La prime d'activité, versée à des millions de travailleurs modestes, est jugée peu efficace et mal orientée par la Cour des comptes. Dans un rapport rendu public, l'institution préconise une révision en profondeur du mécanisme, estimant qu'il atteint mal ses objectifs de soutien au pouvoir d'achat et d'incitation à l'activité professionnelle.
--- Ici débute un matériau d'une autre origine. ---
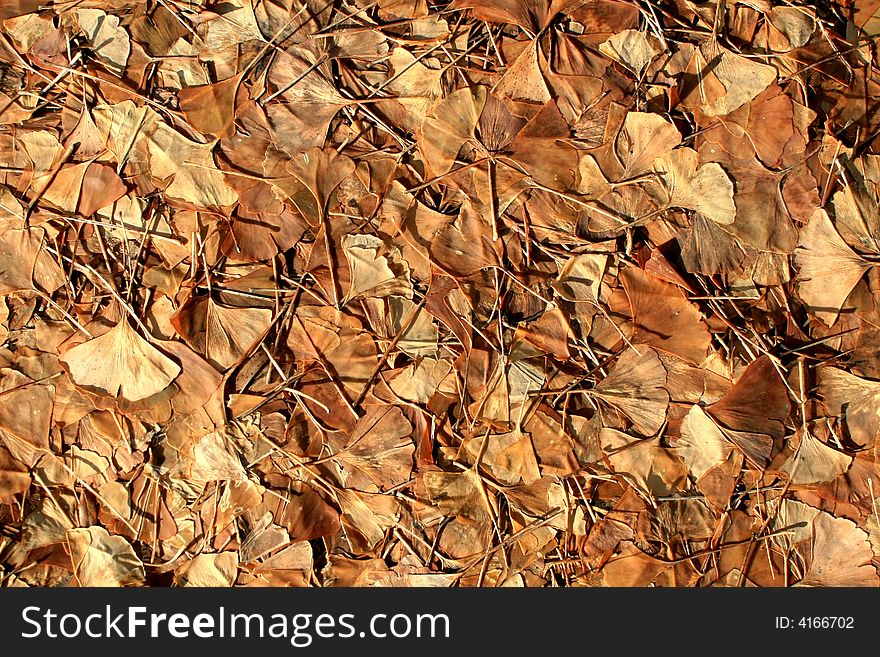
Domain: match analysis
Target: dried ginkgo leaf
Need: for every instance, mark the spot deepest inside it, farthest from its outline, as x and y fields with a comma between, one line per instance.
x=648, y=465
x=663, y=317
x=814, y=462
x=376, y=269
x=378, y=454
x=828, y=269
x=195, y=179
x=120, y=363
x=580, y=277
x=104, y=34
x=702, y=445
x=634, y=49
x=757, y=403
x=231, y=331
x=644, y=136
x=855, y=399
x=706, y=189
x=208, y=570
x=100, y=559
x=637, y=388
x=840, y=555
x=450, y=124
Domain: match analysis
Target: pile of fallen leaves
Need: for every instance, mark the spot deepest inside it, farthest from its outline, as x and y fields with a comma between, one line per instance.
x=415, y=293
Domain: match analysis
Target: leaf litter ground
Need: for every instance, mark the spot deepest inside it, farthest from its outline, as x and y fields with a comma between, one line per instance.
x=480, y=293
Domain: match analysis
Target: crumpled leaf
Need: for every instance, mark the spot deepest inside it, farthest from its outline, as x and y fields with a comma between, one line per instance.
x=100, y=559
x=120, y=363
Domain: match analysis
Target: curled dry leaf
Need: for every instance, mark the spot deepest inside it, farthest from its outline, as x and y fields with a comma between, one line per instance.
x=663, y=317
x=828, y=269
x=489, y=293
x=120, y=363
x=637, y=388
x=100, y=559
x=853, y=398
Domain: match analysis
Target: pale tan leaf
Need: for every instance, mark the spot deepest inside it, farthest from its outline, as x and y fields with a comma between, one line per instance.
x=828, y=269
x=100, y=559
x=120, y=363
x=814, y=462
x=702, y=445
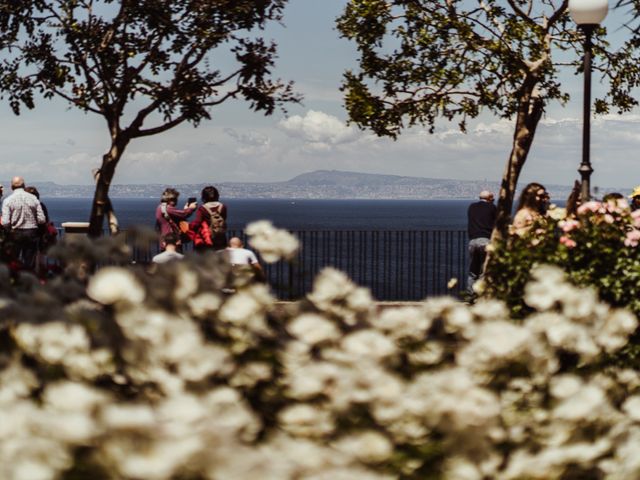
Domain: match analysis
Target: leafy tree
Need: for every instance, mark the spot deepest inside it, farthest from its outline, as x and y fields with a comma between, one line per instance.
x=420, y=60
x=146, y=66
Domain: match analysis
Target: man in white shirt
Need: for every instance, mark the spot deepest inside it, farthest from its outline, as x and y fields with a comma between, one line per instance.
x=244, y=263
x=21, y=214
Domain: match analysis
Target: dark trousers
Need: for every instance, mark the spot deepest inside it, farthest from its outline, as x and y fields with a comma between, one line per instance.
x=26, y=246
x=477, y=255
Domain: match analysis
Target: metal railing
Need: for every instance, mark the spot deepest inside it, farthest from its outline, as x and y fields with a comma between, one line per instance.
x=394, y=265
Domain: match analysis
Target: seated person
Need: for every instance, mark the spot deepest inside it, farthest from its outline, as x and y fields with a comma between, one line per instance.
x=244, y=263
x=170, y=252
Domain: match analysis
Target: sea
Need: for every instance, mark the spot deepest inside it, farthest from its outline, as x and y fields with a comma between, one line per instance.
x=336, y=215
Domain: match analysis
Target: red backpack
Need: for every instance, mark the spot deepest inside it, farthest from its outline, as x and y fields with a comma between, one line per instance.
x=207, y=230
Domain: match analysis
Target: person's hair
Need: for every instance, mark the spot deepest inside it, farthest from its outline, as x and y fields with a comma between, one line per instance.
x=612, y=196
x=529, y=198
x=33, y=191
x=210, y=194
x=170, y=195
x=170, y=239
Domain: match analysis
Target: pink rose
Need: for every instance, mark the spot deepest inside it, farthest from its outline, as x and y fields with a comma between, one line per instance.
x=632, y=238
x=568, y=225
x=567, y=242
x=592, y=206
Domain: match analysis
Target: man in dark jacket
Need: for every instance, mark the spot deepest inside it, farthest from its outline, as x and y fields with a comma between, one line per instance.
x=482, y=218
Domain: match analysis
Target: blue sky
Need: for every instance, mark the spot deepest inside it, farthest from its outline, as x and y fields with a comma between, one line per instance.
x=62, y=145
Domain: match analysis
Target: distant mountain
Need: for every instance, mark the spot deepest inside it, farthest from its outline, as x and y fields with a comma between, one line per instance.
x=321, y=184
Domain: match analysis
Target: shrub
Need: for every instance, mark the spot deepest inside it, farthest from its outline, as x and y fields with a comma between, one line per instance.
x=598, y=248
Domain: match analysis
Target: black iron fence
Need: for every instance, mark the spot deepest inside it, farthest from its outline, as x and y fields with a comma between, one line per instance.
x=395, y=265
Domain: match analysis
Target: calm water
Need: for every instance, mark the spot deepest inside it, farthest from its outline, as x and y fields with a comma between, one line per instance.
x=294, y=214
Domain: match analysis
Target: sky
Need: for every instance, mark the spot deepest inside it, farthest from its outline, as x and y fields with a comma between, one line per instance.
x=56, y=143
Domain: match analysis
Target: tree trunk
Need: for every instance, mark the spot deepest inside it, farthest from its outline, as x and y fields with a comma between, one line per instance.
x=528, y=116
x=101, y=206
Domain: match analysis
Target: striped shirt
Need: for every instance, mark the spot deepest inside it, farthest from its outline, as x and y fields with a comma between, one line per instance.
x=22, y=211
Un ciblage jugé perfectible
Les magistrats financiers estiment que la prime d'activité bénéficie à des ménages dont les ressources se situent au-dessus des seuils initialement visés, tandis que certains foyers pourtant éligibles n'en font pas la demande. Ce défaut de ciblage affaiblirait l'efficacité redistributive du dispositif. La Cour relève également que le barème actuel génère des effets de seuil, créant des situations où une augmentation modeste des revenus d'activité entraîne une diminution plus que proportionnelle de la prestation, ce qui peut dissuader la reprise d'un emploi ou l'augmentation du temps de travail.
Des effets désincitatifs pointés du doigt
Au-delà du non-recours, le principal grief formulé par la Cour des comptes concerne l'impact de la prime sur les comportements professionnels. Selon l'analyse des experts, la structure du versement — qui s'ajuste à la baisse lorsque les revenus augmentent — créerait un « effet trappe » qui freine la progression salariale ou la prise d'heures supplémentaires. Pour les travailleurs proches du salaire minimum, le gain net d'une augmentation de salaire pourrait être en partie neutralisé par la réduction de la prime, réduisant ainsi l'attractivité financière de l'effort supplémentaire.
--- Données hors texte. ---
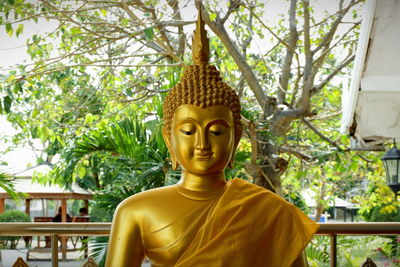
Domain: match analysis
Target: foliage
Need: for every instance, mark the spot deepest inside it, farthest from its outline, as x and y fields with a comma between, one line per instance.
x=104, y=56
x=11, y=242
x=98, y=249
x=352, y=250
x=6, y=184
x=378, y=202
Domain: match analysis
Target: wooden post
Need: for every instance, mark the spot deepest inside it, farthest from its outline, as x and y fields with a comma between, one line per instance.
x=1, y=205
x=28, y=206
x=64, y=219
x=54, y=250
x=86, y=205
x=333, y=247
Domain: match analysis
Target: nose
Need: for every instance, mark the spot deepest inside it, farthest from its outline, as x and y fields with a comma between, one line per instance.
x=202, y=141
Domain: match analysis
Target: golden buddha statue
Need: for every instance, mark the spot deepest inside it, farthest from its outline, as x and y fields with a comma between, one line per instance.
x=204, y=220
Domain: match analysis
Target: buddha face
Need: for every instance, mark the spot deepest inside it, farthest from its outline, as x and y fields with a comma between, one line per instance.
x=202, y=139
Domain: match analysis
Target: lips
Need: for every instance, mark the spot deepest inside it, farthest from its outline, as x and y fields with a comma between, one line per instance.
x=203, y=156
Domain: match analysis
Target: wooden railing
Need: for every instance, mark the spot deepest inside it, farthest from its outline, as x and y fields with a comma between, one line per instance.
x=103, y=229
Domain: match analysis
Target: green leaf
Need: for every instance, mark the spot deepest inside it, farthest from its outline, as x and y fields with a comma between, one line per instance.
x=213, y=16
x=9, y=29
x=19, y=30
x=7, y=104
x=149, y=33
x=17, y=88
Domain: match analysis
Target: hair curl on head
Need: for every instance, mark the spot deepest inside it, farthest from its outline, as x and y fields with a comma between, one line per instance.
x=202, y=86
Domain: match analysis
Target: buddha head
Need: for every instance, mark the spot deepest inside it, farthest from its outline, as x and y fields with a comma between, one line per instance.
x=201, y=115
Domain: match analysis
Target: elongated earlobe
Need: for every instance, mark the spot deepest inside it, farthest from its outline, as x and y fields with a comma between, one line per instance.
x=174, y=163
x=167, y=141
x=230, y=163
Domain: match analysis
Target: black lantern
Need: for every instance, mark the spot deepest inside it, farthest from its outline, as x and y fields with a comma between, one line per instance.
x=391, y=160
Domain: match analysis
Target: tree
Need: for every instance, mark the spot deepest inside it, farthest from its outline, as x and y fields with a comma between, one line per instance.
x=105, y=55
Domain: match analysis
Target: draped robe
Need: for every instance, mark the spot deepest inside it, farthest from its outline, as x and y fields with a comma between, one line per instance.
x=243, y=225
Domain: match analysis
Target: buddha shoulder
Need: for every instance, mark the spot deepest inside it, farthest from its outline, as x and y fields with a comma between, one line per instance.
x=144, y=202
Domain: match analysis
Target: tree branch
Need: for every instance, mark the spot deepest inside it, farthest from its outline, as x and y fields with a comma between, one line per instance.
x=312, y=127
x=218, y=28
x=293, y=37
x=318, y=87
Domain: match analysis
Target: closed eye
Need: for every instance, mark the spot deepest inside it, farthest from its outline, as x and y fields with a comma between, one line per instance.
x=187, y=132
x=216, y=133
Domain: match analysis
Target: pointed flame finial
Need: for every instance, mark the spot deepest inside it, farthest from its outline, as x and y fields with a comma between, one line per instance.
x=200, y=45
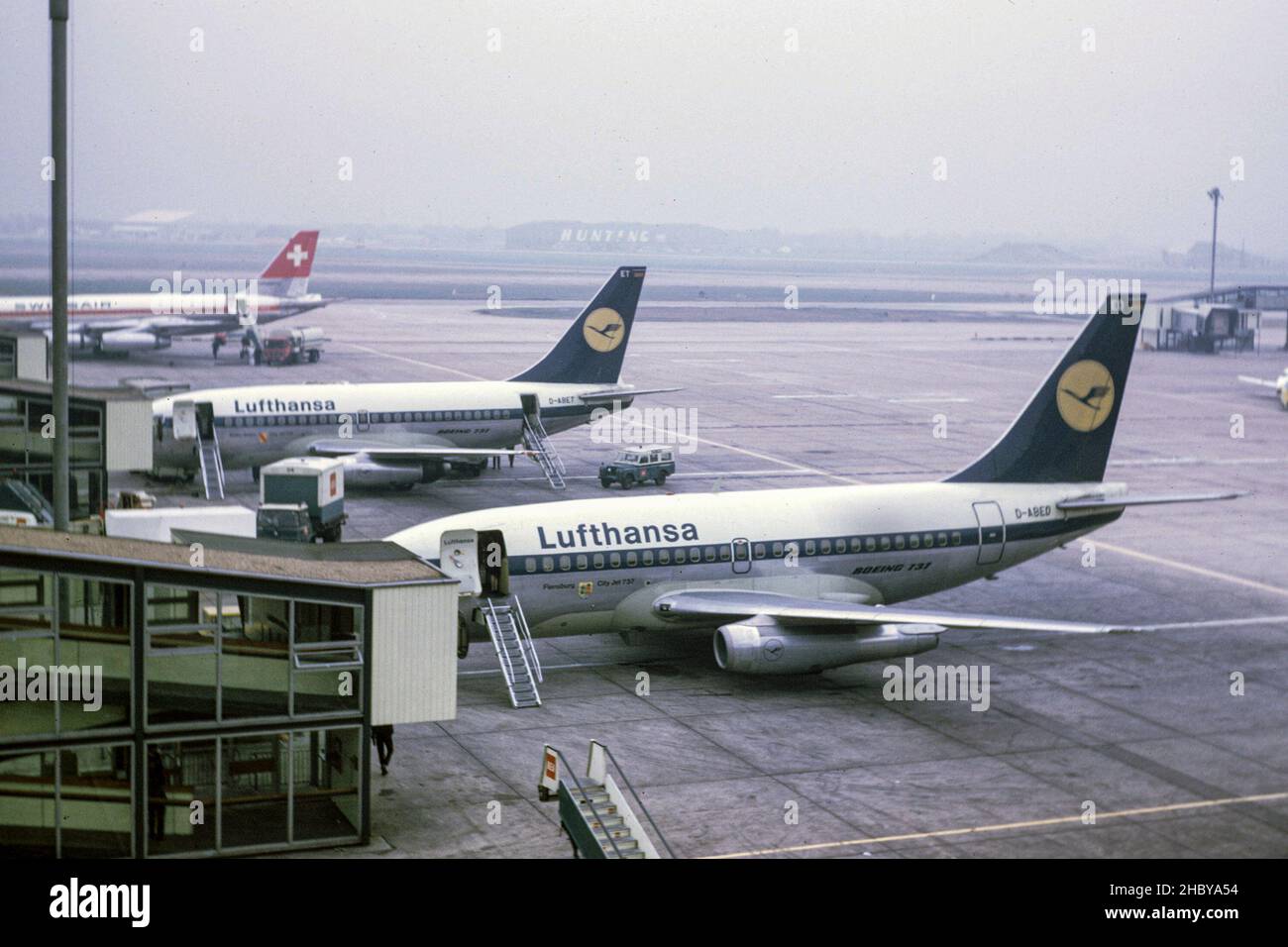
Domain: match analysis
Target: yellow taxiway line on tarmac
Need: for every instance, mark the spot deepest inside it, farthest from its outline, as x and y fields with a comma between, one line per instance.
x=1005, y=826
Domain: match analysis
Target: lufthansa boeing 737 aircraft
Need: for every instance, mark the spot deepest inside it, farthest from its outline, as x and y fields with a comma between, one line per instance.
x=406, y=433
x=804, y=579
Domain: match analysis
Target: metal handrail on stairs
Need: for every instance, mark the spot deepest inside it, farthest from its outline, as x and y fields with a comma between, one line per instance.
x=526, y=641
x=496, y=644
x=638, y=800
x=585, y=795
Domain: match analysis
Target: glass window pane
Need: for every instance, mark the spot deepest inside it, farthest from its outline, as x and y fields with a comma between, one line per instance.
x=256, y=779
x=94, y=633
x=179, y=775
x=179, y=660
x=95, y=799
x=326, y=783
x=256, y=656
x=27, y=805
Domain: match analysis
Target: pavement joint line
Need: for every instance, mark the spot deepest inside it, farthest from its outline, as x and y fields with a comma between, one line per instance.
x=1005, y=826
x=1196, y=570
x=412, y=361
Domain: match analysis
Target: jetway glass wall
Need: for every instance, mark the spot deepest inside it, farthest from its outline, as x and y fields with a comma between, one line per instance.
x=26, y=449
x=220, y=722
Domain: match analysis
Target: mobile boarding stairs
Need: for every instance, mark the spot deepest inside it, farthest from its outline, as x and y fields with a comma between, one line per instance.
x=600, y=819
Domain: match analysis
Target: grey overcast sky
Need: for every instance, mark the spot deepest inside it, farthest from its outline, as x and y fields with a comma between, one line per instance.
x=1038, y=136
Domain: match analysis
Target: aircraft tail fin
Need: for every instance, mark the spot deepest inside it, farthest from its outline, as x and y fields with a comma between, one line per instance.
x=288, y=272
x=592, y=348
x=1065, y=431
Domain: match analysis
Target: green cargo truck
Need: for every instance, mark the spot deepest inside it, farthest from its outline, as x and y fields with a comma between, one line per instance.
x=301, y=499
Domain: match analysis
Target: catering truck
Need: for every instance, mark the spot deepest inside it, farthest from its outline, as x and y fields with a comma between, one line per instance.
x=292, y=346
x=301, y=500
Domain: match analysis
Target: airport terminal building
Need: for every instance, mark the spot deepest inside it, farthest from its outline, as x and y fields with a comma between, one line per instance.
x=200, y=699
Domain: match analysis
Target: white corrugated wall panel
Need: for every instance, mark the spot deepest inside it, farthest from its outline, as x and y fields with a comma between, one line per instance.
x=413, y=660
x=129, y=434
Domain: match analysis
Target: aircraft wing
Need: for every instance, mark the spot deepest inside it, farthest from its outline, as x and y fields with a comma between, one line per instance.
x=623, y=394
x=1108, y=502
x=730, y=604
x=1261, y=381
x=344, y=447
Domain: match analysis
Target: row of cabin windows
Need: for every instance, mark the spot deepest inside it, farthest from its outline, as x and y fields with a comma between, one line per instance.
x=696, y=554
x=376, y=418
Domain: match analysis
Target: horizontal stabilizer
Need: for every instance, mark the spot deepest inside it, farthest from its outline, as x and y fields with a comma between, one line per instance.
x=1112, y=502
x=1263, y=382
x=745, y=603
x=623, y=394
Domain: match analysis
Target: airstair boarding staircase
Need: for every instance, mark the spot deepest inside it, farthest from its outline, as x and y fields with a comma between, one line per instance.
x=600, y=819
x=211, y=463
x=536, y=440
x=514, y=651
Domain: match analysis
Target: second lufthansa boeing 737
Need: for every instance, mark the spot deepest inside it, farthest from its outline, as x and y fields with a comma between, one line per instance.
x=406, y=433
x=805, y=579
Les pistes de réforme esquissées
Pour remédier à ces dysfonctionnements, la juridiction financière avance plusieurs orientations. Parmi elles figurent un resserrement des conditions d'attribution afin de mieux cibler les bénéficiaires les plus modestes, ainsi qu'une révision du taux de dégressivité pour atténuer l'effet désincitatif. La Cour suggère également une simplification des modalités de calcul et de déclaration, afin de réduire le non-recours — phénomène qui toucherait une part significative des ayants droit potentiels.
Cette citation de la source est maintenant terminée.